Godot, Nvim, C#, and GDscript

⧞ Table of Contents

I've been playing around with Godot 4.4/4.5 for a while now, but using the integrated editor is quite frustrating compared to a real code editor or IDE. There are some vim plugins out there, but I wanted a more lightweight solution. So I looked into configuring Neovim and it ended up being simpler than I expected.

Nvim

I build my nvim using nix with nvf. I added treesitter and grammars via nix:

{
    config.vim.treesitter = {
        enable = true;
        grammars = with pkgs.vimPlugins.nvim-treesitter.builtGrammars; [
            gdscript
            gdshader
            godot-resource
        ];
    };
}

For the gdscript treesitter grammar, I used lua:

local lspconfig = require('lspconfig')
local util = require('lspconfig.util')

local function is_godot_project()
    local cwd = vim.fn.getcwd()
    return vim.fn.filereadable(cwd .. '/project.godot') == 1
end

if is_godot_project() then
    lspconfig.gdscript.setup({
        cmd = {'nc', 'localhost', '6005'},
        root_dir = util.root_pattern('project.godot', '.git'),
        filetypes = {'gd', 'gdscript'},
    })
end

This took care of gdscript. For C#, I went with omnisharp. Godot-mono generates a .csproj and .sln in the project directory, so all I had to do was build the project once and then I was able to open files in nvim.

All that was left was dotnet and mono, which I manage via a flake for the project, as I prefer to not install these globally:

{
  description = "godot";

  outputs = {
    self,
    nixpkgs,
    flake-utils,
    ...
  } @ inputs:
    flake-utils.lib.eachDefaultSystem (system: let
      pkgs = import nixpkgs {inherit system;};

      dotnetPkg = pkgs.dotnetCorePackages.combinePackages [
        pkgs.dotnet-sdk_9
        pkgs.dotnet-sdk_8
      ];
      requiredPaths = [
        dotnetPkg
        pkgs.csharprepl
        pkgs.tracy-glfw
      ];
    in {
      devShells.default = pkgs.mkShell rec {
        nativeBuildInputs = [pkgs.autoPatchelfHook];
        buildInputs = requiredPaths;
        DOTNET_CLI_TELEMETRY_OPTOUT = 1;
        DOTNET_ROOT = "${dotnetPkg}/share/dotnet";
        TRACY_PATH = "${pkgs.lib.getExe pkgs.tracy-glfw}";
      };
    });

  inputs = {
    nixpkgs.url = "github:NixOS/nixpkgs/nixos-25.11";
    flake-utils.url = "github:numtide/flake-utils";
  };
}

Godot

Of course, if you want C# support, you need to use godot-mono instead of regular godot.
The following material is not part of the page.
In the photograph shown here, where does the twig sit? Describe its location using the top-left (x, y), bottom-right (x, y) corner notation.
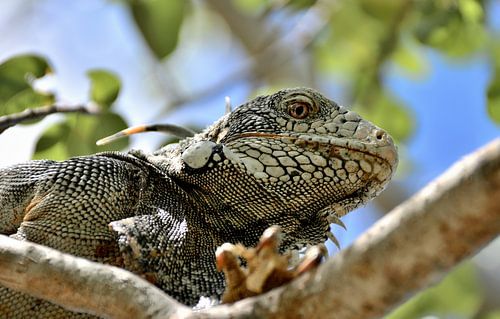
top-left (0, 104), bottom-right (99, 134)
Nix provides both variants:

{pkgs, ...}: {
    home.packages = with pkgs; [
        godotPackages_4_5.godot
        godotPackages_4_5.godot-mono
    ];
}

In my game project, I went to Editor > Network > Language Server and made sure Remote Host was set to 127.0.0.1, and Remote Port was set to 6005. Advanced settings needs to be enabled.
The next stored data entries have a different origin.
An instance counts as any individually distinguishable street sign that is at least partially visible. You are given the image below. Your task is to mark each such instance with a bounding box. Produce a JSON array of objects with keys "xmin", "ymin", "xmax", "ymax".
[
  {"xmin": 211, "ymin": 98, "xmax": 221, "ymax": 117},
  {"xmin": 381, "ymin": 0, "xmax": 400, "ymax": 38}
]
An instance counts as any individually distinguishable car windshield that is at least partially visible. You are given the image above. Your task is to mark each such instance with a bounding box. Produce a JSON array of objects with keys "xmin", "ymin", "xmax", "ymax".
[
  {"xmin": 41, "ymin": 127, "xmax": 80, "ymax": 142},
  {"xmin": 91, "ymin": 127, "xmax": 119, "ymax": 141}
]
Under Editor > Text Editor > Behavior, I set Auto reload scripts on external change and Auto reload and parse scripts on save to On.

You can go to Editor > Text Editor > External to configure what happens if you click a script file in the godot engine UI. My preference is to not enable it in settings, and just files using nvim in a separate window anyway.